On ne l'a pas vu venir puisqu'on est innocent, on n'est pas un délinquant. On vote à chaque élection, on paie ses impôts, on rembourse ses crédits, on élève ses enfants. On fait bien tout ce que la société exige de nous pour être des citoyens honnêtes, bien sous tous rapports... Et nous voilà interrogés.
Au fil des années des lois sont votées. On nous dit que c'est pour lutter contre la délinquance, contre le terrorisme, contre l'insécurité. Alors puisque la cause invoquée est la bonne, pourquoi l'ouvrir ? Pourquoi les contester ? Jusqu'au jour où on est en colère de voir les carburants augmenter et qu'on souhaite s'y opposer, jusqu'au jour où les banques ont besoin d'être renflouées et que la loi autorise à vider nos comptes de nos maigres économies, jusqu'au jour où on se dit que ces réfugiés avec femmes et enfants en bas de chez soi ne doivent plus souffrir de la faim, de la pluie et du froid, où on décide de leur donner un coup de main... Et nous voilà devant un fonctionnaire de police un peu hostile, très accusateur qui nous demande pourquoi on est en colère, pourquoi on a fait ça. Le policier sonde l'esprit. Jusqu'à présent, il ne fait que vous intimider.

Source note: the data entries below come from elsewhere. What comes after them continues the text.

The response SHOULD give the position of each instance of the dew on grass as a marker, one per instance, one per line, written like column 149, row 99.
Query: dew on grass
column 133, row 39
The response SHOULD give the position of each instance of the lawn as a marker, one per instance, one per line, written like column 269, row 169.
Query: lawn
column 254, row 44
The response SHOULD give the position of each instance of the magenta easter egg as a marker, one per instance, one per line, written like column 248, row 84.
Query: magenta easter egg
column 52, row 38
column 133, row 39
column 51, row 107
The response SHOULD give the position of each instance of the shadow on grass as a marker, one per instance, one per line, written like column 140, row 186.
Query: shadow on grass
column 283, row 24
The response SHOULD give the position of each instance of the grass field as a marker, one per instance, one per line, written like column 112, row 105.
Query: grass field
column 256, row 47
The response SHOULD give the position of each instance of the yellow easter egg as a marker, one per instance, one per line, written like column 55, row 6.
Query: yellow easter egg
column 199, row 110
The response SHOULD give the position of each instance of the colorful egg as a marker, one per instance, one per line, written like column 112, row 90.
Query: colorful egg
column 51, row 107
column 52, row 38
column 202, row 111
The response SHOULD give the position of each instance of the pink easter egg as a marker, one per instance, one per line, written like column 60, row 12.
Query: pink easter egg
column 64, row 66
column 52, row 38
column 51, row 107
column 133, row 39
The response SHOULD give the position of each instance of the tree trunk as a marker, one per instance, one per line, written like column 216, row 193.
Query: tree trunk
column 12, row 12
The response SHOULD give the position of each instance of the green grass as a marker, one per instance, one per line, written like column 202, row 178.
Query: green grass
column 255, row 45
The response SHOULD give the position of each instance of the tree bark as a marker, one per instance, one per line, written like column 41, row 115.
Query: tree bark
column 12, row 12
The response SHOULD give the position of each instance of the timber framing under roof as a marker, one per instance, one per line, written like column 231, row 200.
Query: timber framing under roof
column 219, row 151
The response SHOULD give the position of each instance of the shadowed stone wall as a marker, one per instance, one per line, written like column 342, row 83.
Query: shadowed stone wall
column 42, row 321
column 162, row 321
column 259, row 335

Cette garde-à-vue vous fera réfléchir à deux fois avant de vous mettre en colère à nouveau, avant de vous manifester pour défendre vos intérêts ou ceux des autres. Cette garde-à-vue n'est encore qu'une mise en garde. On y raconte qu'on a enfreint une loi dont on n'a jamais entendu parler. Mais dans une garde-à-vue, on est comme à nu, sans lacets, sans ceinture, sans papier, sans accès à l'extérieur pour vérifier la véracité des accusations qu'on subit. On est seul. On est mal accompagné. On est harcelé. On est poussé à dire que l'on recommencera pas, que l'on ne refera pas cette vilaine bêtise, que l'on se tiendra à carreaux.
Au fil des années, les lois de surveillance du citoyen, les lois sécuritaires, les lois de lutte contre le "terrorisme" se durcissent, Chapitre par chapitre, article par article, alinéa par alinéa. On est mis en accusation pour ce qu'on pensait être des libertés individuelles mais en réalité, la seule liberté que l'on a, aujourd'hui, c'est de se taire, se coucher, accepter sans broncher les gouvernants. Ces gouvernants sont une grande famille. Ils sont des politiques, des journalistes mainstream, des milliardaires et des cohortes d'idiots utiles, d'honnêtes citoyens, qui n'ont rien à se reprocher...
Lorsqu'on sort de garde-à-vue, on passe parfois devant un juge, même si l'on n'est pas condamné, on est marqué à la culotte, parfois viré de son travail, rejeté par ses proches, parce que le patron, le tonton, la maman ou le cousin sont eux d'honnêtes gens, qui n'ont rien à se reprocher, qui n'aiment pas les délinquants et tout le monde sait, hein, que si on a été convoqué par la police, c'est bien qu'on a quelque chose à se reprocher... Hein.
Et quelques années encore, pour parachever ce long travail d'érosion des libertés, qui mènera à l'emprisonnement des récalcitrants ou des potentiels réfractaires au pouvoir... Qui mènera ensuite, tranquillement, à l'élimination de ces récalcitrants et potentiels réfractaires... de la surface du territoire puis de la Terre entière...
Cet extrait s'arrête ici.